В диалогах Пелевина с предшественниками присутствуют полемика, пародия, деконструкция, но в первую очередь – оригинальное переосмысление. В отличие от модернистских текстов, изобилующих поэтически замысловатыми аллюзиями, у Пелевина сложность не в поиске источников, а в том, как он перерабатывает интертекст. Он вкладывает в классические формулы новые, нередко парадоксальные смыслы. Тексты-источники функционируют как формульные структуры, даже мемы, а писатель, играя словами, наделяет их новым значением. Но сама по себе склонность Пелевина вчитывать в произведения предшественников непривычные смыслы не означает, что они для него всего лишь трамплины для интеллектуальных кульбитов. Скорее он выбирает тексты, проблематика которых близка ему самому, и проецирует их на современность. Не говоря уже о том, что любая сатира на прошлое бледнеет по сравнению с его критикой настоящего.
Глава восьмая. Тотальное искусство иронии
«Да это злая ирония!» – скажут они. – Не знаю.
Пелевин – виртуоз иронии, что отмечают как критики, так и читатели. Наум Лейдерман и Марк Липовецкий выражают общее мнение, называя пелевинскую иронию «ощутимой» и «отчетливой»547. Многие исследователи творчества Пелевина, равно как и авторы многочисленных рецензий на его книги, отдают должное иронии писателя, иногда находя ее мягкой и безобидной, но чаще – резкой и беспощадной, а в большинстве случаев характеризуя ее универсальным эпитетом «постмодернистская»548.

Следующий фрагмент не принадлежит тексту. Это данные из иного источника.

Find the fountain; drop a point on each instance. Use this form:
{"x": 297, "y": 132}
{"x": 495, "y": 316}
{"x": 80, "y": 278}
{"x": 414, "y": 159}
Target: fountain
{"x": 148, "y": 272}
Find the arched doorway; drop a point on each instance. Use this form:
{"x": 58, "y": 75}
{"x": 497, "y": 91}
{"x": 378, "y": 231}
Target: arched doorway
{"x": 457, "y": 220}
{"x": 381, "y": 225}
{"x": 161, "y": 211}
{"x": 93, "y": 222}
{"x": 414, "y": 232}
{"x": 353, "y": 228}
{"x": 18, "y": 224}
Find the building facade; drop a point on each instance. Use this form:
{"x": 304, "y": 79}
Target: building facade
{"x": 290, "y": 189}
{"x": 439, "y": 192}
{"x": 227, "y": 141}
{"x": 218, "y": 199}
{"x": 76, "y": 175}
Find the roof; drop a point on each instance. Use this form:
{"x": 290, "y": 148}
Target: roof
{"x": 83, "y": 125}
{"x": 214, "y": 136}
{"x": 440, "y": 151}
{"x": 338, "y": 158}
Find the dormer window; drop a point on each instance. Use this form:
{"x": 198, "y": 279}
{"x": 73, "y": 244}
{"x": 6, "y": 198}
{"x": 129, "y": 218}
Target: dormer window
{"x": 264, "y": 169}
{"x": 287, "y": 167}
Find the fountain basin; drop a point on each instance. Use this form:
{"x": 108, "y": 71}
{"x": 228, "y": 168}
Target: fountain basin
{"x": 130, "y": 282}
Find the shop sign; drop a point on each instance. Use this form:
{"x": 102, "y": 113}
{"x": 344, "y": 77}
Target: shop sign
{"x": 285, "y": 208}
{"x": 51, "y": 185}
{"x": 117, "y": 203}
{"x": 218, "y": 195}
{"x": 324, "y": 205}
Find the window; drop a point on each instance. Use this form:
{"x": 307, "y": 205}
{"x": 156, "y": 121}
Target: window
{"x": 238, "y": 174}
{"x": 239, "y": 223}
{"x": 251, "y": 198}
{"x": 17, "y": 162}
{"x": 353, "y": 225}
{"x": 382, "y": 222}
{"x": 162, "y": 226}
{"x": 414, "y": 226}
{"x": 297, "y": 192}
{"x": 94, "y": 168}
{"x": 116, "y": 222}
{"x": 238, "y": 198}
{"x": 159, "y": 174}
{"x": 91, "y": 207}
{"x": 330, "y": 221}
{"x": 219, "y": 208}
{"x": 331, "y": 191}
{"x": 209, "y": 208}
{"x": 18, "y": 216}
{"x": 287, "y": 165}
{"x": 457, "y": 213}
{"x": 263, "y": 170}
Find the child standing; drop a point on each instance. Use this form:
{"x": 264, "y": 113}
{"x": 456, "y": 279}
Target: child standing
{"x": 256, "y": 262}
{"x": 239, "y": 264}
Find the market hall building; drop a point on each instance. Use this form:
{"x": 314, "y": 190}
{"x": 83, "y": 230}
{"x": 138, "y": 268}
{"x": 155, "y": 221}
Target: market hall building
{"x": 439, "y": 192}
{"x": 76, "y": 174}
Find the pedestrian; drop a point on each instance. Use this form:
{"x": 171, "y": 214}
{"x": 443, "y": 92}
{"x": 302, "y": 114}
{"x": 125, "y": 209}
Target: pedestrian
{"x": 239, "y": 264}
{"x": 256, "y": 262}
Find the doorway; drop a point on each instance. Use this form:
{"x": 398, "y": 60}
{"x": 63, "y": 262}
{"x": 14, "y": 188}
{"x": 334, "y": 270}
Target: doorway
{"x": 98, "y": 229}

В этой главе речь пойдет об иронии в наиболее значимых романах Пелевина, таких как «Чапаев и Пустота», «Generation „П“», «Священная книга оборотня»,
С исторической точки зрения, когда под влиянием романтизма ирония из тропа в узком значении превратилась в свойство, вбирающее в себя ключевые черты жизни, личности или текста, ее эволюция повлекла за собой ряд взаимосвязанных последствий. Ирония стала характеристикой субъекта, языка и парадокса550. Понятие романтической иронии оказалось тесно связано с проблемой субъекта. Ее воспринимали как неотъемлемое свойство сознания, не способного выйти за собственные пределы (солипсизм); она обнажала склонность этого сознания к беспрестанной саморефлексии551. Прибегая к романтической иронии, автор на протяжении всего текста курсировал между противоположными точками зрения и категорически отказывался поддаться соблазну остановиться на одной из них. Романтический субъект пользовался языком иронически, никогда не забывая, что жизнь и личность не укладываются в попытки выразить их словами. Иронический субъект не просто делал некое утверждение, а затем опровергал его, но и прибегал к содержащим внутреннее противоречие речевым актам, например заявлял, что никакой истины не существует или что он не собирается ничего говорить552.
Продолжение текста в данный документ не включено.